Thursday, March 11, 2010

More interesting Cuneo/Hawthorn history


A glimpse of the opulent country lifestyles led by former business tycoons like Samuel Insull and John Cuneo Sr. is still available at the Cuneo Museum and Gardens in Vernon Hills.

Insull, an English-born utilities magnate who founded Commonwealth Edison and was once Thomas Edison's private secretary, bought a 168-acre farm south of Libertyville in 1907. Over the next few years, he bought most of the surrounding farms and the estate grew to 4,000 acres.


In 1914, Insull built a Venetian-style mansion off Milwaukee Avenue, which is now the Cuneo Museum.

Insull lost Hawthorn Farm and most of his wealth in the Depression. In 1937, a year after Insull's death in Paris, Chicago printing magnate John Cuneo Sr. bought the Insull mansion and part of Hawthorn Farm. He eventually acquired about 2,000 acres in the area.

The Insull estate was sold off in parcels in the 1930s, according to John Byrne, a former historian at the Cuneo Museum who was raised on the Cuneo farm where his father was farm manager.

"Adlai Stevenson bought one," he said in a 2004 interview with the News-Sun. "(Joseph Medill) Patterson, the (Chicago) Tribune Patterson, bought one. Cuneo bought the main house and about 800 acres."

Patterson's mansion, which was later bought by Cuneo, was used by Hewitt and Associates after the land was sold, he said. Cuneo acquired several other area properties as well.

"It was the fashion in those days," Byrne said. "They had all this capital and wanted to do something with it."
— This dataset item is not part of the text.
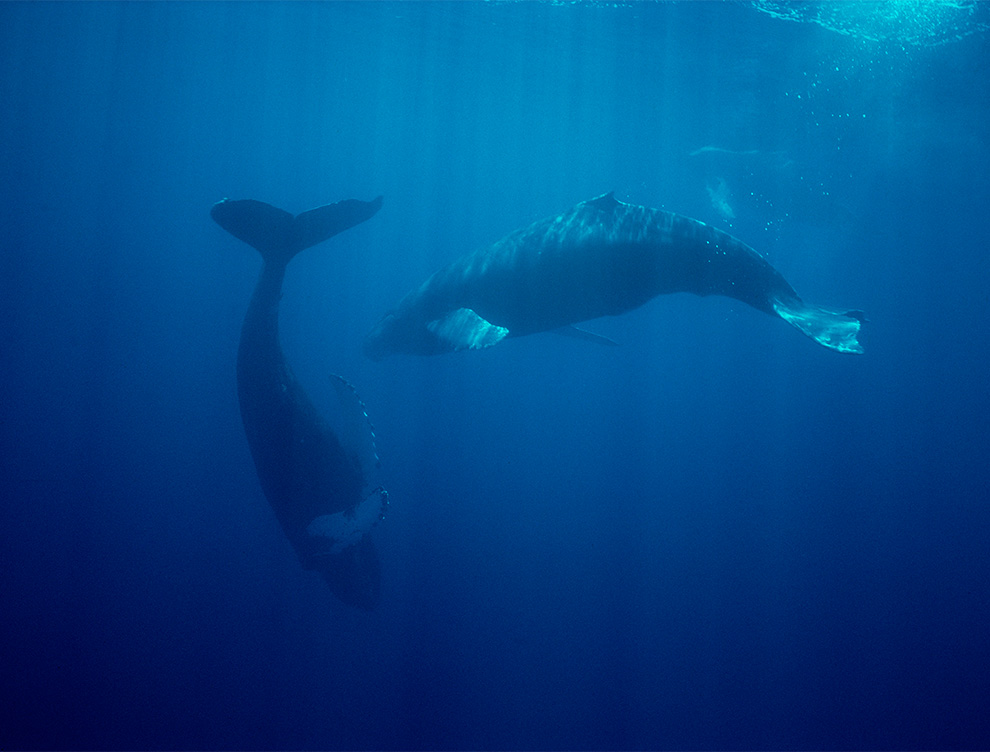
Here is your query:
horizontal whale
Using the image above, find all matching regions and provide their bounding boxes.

Cuneo was a Yale graduate who grew up on Chicago's Gold Coast. His father had made a fortune in Chicago real estate, and Cuneo went into the printing business.
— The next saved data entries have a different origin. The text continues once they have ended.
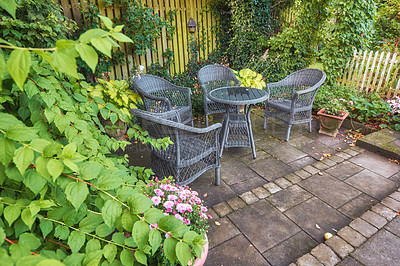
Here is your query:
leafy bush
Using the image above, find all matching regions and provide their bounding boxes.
[0,0,77,48]
[0,8,207,265]
[373,0,400,53]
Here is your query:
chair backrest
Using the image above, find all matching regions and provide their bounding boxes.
[281,68,326,88]
[198,65,241,93]
[132,74,177,95]
[131,109,181,157]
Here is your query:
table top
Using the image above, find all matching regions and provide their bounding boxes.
[208,86,269,105]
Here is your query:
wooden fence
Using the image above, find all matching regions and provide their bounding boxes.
[339,49,400,97]
[58,0,217,80]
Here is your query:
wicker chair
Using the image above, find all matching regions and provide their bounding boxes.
[264,68,326,141]
[198,65,241,127]
[131,109,222,186]
[131,74,194,126]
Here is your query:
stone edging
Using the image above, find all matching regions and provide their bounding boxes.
[293,188,400,266]
[207,145,400,265]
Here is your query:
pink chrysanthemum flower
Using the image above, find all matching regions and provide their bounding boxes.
[151,196,161,206]
[184,219,190,225]
[201,206,208,212]
[154,189,164,197]
[163,201,174,209]
[168,194,178,201]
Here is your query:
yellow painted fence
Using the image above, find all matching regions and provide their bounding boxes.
[58,0,217,80]
[339,49,400,97]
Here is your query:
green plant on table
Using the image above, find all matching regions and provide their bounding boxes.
[0,5,206,265]
[233,68,266,90]
[87,79,142,117]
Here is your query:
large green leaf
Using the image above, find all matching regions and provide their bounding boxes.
[63,254,85,266]
[102,200,122,228]
[149,229,162,255]
[95,223,113,238]
[91,37,112,57]
[39,219,53,238]
[6,124,38,142]
[158,215,182,233]
[120,249,134,265]
[144,208,165,224]
[121,211,139,232]
[7,49,31,90]
[4,205,21,226]
[54,225,69,240]
[127,193,154,214]
[85,239,101,253]
[111,32,133,43]
[82,250,102,265]
[0,227,5,246]
[132,221,150,250]
[35,156,51,180]
[103,244,117,263]
[98,15,114,30]
[0,50,6,89]
[0,0,16,19]
[75,43,98,73]
[96,175,123,190]
[47,158,64,181]
[80,161,102,180]
[23,169,47,195]
[0,136,15,166]
[19,233,41,250]
[163,238,177,263]
[51,50,78,78]
[65,182,89,211]
[0,113,24,130]
[21,208,36,229]
[13,146,34,175]
[134,250,147,265]
[176,242,192,266]
[79,29,108,44]
[79,213,103,233]
[67,231,85,253]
Cuneo studied stock raising and bred prize-winning Hackney horses on his new estate, and stocked the farm with hogs, cattle, chickens and turkeys, Byrne said.

Cuneo started Hawthorn Mellody Dairy in the 1940s. "He hired two prominent dairymen who acquired a prize milking herd," Byrne said. "He started out selling locally, but in 10 years they had a fleet of trucks and were selling milk all over the Chicago area."

Hawthorn Mellody Farms had a huge chicken operation on the east side of Butterfield Road, where luxury homes in Zale Homes' Gregg's Landing development now stand.

Cuneo sold the dairy to National Industries, a Louisville, Ky.-based conglomerate, in 1967. The new owners managed the farm park for two years, then closed the entire operation in 1970.

The Cuneos started selling off chunks of the estate in 1970. Cuneo died in 1977, and his wife, Julia, died in 1990. Their son, John Cuneo Jr., still lives in Fremont Township and is active with the Cuneo Foundation, which is scaled down but will continue to offer scholarship opportunities.